Tailscale on blog.iankulin.com

Tailscale keys expire

Tue, 24 Oct 2023 00:00:00 +0000

I have an Ansible playbook I run each weekend to do all the apt updates. As well as keeping everything up to date, it’s a good check-in that everything’s alive and working as expected. I have Uptime Kuma checking the services are alive, and that no one is running out of disk or memory so there shouldn’t be any drama right?

This weekend, three instances (two remote, one local) timed out with “unreachable”.

Since Ansible is effectively ssh-ing in, I guess try that from the terminal.

vm100-dockhost is the “magic DNS” name for this machine. One of the cool things Tailscale does is to allow these sorts of names. I use them so much, I’ve forgotten all their IP addressees. When I look it up and try with the local IP address for this machine, it works fine.

Since it seems like a Tailscale problem, I tried turning it off and on again with sudo tailscale down and sudo tailscale up. When it came up, it printed the URL to re-authenticate - so something’s happened…

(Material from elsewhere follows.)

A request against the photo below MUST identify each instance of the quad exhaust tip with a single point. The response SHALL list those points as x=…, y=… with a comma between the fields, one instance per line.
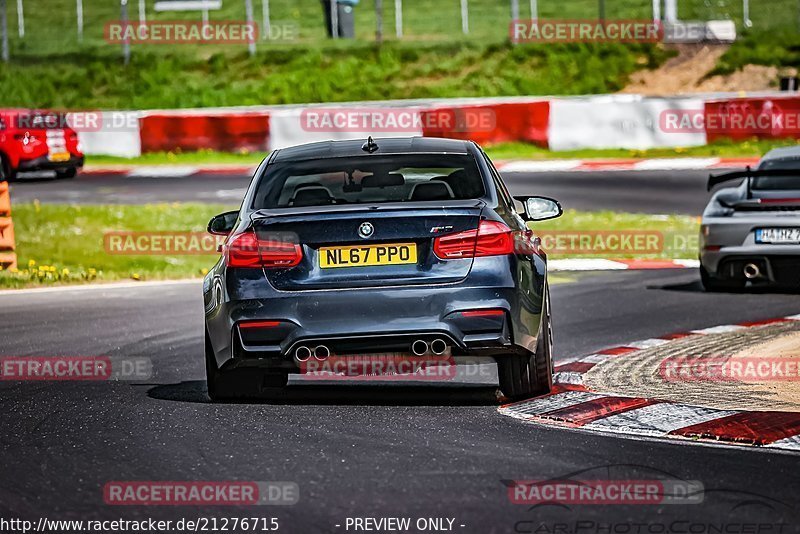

It turns out that Tailscale keys expire for security reasons - by default every 180 days. Once the key is expired, you can’t access that machine via the Tailnet. Obviously, this is going to make an issue if you have a remote site and the key expires. So how can we prevent it from happening?

My first idea was to use the Tailscale CLI to do the re-authentication on each machine before it expires. And handily, there is a command for this:

tailscale up --force-reauth

But, small catch (mentioned in the docs, or in the CLI if you try it) if you are ssh’d in over Tailscale, when you run this, it actually drops the ssh link. So you’ll never see the URL you need to re-authorise, so now you’ve lost access to that machine.

If a key has expired, it is possible to remotely reauthorise it from your machines admin page for a short period it to allow someone with local access to reauthorise it properly. If you don’t have local access to it, you’re in trouble if you discover this after it’s expired. I guess it would be possible to write a script to run the tailscale up on the remote machine, capture the output and send it to me, but that’s starting to sound like more work than I want to do.

Avoiding the problem

If you want to avoid the problem of Tailscale keys expiring on remote systems, it’s possible to turn it off so they never expire. This option is in the menu for each machine on the machines admin page.

I guess another way of avoiding this problem, if it’s possible, would be to visit your remote sites every six months and do the force update to reset the expiry. For my setup of the remote backup sites that’s a reasonable plan.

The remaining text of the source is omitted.